Kv4 channel blockade reduces motor and neuropsychiatric symptoms in rodent models of Parkinson's disease.

Abstract

The striatum, a major input structure of basal ganglia, integrates glutamatergic cortical and thalamic inputs to control psychomotor behaviors. Nigrostriatal dopamine (DA) neurodegeneration in Parkinson's disease causes a loss of spinal and glutamatergic synapses in the striatal medium spiny neurons (MSNs). Adaptive responses, a form of homeostatic plasticity, to these changes are caused by a decrease in a potassium Kv4 channel-dependent inactivating A-type potassium (KIA) current that increases the intrinsic excitability of MSNs.

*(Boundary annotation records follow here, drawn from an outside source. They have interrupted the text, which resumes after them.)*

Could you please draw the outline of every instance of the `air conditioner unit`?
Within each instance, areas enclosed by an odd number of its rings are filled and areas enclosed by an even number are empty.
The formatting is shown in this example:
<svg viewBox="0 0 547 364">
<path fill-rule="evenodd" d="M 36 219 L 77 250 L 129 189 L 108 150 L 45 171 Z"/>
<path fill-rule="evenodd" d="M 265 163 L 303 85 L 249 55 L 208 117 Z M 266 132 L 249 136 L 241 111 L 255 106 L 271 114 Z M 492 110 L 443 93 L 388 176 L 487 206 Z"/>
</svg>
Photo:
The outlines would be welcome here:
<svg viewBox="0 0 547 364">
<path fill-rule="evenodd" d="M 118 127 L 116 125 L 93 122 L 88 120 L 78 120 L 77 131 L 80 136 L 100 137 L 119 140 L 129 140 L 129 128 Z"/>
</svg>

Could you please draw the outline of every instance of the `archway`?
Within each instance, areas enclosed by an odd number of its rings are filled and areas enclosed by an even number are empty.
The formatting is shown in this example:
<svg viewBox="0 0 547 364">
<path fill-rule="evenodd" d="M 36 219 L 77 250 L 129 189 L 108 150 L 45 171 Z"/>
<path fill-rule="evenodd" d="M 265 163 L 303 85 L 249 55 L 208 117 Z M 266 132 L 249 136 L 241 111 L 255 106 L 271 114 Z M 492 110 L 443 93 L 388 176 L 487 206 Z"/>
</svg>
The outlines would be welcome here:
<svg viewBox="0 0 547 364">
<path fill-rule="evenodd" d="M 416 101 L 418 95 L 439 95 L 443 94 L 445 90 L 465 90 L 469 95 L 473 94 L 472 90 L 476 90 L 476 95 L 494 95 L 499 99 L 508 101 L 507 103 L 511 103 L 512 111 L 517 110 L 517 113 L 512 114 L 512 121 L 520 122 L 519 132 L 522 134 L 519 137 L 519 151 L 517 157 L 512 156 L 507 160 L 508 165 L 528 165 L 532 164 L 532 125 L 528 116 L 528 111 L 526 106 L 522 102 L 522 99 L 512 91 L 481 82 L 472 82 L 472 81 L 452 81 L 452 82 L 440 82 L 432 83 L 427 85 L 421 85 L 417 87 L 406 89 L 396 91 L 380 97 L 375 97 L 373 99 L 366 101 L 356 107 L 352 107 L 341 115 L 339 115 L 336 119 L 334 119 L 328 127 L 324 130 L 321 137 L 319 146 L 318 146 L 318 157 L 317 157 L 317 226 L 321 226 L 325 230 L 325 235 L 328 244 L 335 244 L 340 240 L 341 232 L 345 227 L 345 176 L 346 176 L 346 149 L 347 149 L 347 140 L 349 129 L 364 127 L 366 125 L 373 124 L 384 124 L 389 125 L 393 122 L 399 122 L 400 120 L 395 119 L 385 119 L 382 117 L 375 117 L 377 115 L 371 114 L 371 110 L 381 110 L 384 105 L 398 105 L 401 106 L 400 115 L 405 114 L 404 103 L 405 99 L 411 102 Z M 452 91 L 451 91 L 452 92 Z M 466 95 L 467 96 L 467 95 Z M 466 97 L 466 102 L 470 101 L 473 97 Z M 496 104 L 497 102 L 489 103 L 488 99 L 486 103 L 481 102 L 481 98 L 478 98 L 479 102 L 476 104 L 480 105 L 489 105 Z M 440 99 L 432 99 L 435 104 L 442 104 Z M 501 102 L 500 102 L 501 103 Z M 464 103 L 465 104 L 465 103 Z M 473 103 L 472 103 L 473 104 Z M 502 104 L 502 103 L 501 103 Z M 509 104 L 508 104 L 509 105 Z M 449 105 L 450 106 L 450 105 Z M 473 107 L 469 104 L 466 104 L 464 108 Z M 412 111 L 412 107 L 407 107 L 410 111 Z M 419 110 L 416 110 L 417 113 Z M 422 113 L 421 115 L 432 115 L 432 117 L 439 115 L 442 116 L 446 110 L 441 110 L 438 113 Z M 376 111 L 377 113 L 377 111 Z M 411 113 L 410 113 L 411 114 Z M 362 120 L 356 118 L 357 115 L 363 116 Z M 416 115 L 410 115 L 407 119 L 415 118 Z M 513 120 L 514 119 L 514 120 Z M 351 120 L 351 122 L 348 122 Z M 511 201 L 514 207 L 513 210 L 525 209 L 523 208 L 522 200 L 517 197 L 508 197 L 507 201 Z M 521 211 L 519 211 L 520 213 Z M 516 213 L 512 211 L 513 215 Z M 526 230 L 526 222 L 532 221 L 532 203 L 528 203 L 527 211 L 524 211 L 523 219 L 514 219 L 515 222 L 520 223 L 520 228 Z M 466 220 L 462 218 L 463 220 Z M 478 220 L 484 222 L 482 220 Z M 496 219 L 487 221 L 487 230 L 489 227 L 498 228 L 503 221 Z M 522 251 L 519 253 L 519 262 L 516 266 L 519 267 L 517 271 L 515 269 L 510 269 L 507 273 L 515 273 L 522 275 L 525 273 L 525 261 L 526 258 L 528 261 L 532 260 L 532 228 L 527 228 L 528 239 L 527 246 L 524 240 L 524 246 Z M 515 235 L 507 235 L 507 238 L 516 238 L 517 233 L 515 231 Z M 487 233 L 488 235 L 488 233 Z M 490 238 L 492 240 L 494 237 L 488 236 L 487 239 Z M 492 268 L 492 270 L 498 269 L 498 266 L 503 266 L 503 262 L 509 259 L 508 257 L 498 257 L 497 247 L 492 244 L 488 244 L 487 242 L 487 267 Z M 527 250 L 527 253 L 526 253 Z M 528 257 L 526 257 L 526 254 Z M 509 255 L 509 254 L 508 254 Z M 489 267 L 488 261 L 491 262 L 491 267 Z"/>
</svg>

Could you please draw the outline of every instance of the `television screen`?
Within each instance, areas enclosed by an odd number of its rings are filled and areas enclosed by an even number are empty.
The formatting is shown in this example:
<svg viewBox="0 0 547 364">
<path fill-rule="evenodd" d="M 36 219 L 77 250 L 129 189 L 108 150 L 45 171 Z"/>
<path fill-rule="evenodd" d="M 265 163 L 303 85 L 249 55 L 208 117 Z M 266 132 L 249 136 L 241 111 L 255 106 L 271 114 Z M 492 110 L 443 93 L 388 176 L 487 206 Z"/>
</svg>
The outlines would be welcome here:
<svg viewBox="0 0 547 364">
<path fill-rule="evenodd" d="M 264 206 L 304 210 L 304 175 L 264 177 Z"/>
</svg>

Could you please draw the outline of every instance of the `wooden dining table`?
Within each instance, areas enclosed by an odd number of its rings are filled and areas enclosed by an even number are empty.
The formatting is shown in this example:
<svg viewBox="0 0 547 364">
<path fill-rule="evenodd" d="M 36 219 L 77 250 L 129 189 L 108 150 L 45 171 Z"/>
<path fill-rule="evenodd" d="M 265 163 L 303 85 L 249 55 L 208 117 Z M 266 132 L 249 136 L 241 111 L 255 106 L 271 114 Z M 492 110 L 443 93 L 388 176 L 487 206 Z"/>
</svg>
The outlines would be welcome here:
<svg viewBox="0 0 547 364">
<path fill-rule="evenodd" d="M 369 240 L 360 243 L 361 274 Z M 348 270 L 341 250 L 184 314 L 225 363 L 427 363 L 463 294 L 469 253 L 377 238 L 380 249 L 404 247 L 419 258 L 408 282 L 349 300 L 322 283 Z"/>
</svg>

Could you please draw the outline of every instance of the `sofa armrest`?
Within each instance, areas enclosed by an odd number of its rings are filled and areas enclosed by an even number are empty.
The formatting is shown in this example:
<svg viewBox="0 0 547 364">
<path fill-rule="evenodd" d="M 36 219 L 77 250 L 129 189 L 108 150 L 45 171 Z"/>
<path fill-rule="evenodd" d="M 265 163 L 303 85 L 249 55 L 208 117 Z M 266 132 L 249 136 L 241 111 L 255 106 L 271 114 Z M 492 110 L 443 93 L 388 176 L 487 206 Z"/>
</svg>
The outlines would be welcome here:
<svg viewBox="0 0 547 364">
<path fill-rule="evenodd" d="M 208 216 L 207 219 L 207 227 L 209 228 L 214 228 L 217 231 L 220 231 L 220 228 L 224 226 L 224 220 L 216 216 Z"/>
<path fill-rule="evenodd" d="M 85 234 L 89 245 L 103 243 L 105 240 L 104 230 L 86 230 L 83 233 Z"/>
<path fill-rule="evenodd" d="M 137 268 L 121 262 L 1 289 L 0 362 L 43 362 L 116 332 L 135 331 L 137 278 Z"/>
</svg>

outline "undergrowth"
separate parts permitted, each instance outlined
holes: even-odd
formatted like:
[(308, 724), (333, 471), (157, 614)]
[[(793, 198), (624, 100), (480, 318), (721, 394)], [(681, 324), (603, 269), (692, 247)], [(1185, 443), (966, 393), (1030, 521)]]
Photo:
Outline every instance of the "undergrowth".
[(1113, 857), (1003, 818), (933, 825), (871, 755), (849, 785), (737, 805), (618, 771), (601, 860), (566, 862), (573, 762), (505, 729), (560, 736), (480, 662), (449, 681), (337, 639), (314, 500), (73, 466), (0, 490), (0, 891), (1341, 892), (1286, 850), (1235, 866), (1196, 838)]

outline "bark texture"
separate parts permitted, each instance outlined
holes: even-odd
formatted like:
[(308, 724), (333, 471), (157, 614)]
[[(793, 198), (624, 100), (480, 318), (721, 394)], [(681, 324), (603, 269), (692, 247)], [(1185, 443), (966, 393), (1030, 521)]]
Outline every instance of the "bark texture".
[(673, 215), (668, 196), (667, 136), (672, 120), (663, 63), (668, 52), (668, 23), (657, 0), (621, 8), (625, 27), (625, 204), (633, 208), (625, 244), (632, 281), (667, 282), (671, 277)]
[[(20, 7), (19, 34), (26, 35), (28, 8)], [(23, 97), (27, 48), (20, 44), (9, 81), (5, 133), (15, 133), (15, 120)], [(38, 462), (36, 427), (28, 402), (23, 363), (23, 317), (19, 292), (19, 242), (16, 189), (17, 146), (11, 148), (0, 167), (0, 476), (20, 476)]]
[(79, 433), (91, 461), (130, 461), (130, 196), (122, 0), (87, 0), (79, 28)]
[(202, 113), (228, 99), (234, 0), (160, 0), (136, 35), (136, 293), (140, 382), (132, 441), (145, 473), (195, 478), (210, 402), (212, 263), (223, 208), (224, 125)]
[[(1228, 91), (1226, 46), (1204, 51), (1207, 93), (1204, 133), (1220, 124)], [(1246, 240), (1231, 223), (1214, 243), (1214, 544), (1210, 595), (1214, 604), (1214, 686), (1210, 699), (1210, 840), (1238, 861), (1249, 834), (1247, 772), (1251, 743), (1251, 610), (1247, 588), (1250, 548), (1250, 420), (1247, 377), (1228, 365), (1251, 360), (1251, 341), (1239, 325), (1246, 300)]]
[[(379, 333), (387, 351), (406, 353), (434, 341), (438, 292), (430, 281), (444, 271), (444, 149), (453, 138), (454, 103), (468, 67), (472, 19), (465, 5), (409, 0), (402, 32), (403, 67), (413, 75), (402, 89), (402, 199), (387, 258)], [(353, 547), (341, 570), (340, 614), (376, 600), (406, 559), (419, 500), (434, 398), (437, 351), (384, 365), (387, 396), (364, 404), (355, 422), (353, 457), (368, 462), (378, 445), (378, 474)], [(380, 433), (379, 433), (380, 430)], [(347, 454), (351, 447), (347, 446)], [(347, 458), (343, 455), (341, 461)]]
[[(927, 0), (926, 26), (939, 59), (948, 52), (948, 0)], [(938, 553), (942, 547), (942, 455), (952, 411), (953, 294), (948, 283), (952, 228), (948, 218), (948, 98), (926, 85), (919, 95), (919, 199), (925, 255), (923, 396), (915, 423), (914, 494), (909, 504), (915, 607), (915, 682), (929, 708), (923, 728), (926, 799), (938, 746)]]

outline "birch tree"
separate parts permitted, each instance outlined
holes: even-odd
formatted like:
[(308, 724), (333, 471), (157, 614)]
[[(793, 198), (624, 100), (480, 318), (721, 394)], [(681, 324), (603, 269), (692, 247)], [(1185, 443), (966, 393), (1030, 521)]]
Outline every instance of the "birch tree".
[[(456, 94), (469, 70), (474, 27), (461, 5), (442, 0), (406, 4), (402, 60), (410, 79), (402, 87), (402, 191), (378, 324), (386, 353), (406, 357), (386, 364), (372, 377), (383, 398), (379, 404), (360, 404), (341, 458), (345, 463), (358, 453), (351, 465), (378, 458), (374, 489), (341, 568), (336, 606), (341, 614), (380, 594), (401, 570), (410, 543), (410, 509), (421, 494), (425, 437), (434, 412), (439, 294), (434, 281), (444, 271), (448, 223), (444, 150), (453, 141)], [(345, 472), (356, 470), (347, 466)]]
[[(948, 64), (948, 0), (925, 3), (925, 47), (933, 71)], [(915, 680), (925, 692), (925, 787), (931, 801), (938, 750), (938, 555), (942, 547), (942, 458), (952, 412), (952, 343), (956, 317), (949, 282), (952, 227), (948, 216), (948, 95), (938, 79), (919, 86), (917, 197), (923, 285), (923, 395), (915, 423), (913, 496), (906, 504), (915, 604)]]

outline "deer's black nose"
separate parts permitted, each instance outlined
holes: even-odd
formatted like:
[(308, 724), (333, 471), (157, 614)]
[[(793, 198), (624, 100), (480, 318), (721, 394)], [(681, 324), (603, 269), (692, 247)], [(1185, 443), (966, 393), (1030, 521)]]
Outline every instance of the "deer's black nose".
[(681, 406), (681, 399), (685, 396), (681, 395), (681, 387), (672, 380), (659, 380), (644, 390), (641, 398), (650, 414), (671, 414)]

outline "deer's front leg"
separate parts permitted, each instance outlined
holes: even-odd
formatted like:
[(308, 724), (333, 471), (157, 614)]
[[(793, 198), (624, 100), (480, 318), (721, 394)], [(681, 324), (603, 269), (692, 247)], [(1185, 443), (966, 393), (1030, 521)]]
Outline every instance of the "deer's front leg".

Nevertheless, the functional outcome of these compensatory mechanisms does not allow adequate behavioral recovery in vivo. We thus addressed the question of whether further blockade of Kv4 activity could enhance the striatal responsiveness of MSNs to DA depletion and restore normal function in vivo. To test this hypothesis, we examined the effects of a selective blocker of Kv4 channels, AmmTX3, on the motor, cognitive, and emotional symptoms produced by 6-hydroxydopamine lesions of the nigrostriatal DA pathway in rats. Striatal infusion of AmmTX3 (0.2-0.4 μg) reduced motor deficits, decreased anxiety, and restored short-term social and spatial memories. These results underlie the importance of Kv4 channels as players in the homeostatic responses, and, more importantly, provide a potential target for adjunctive therapies for Parkinson's disease.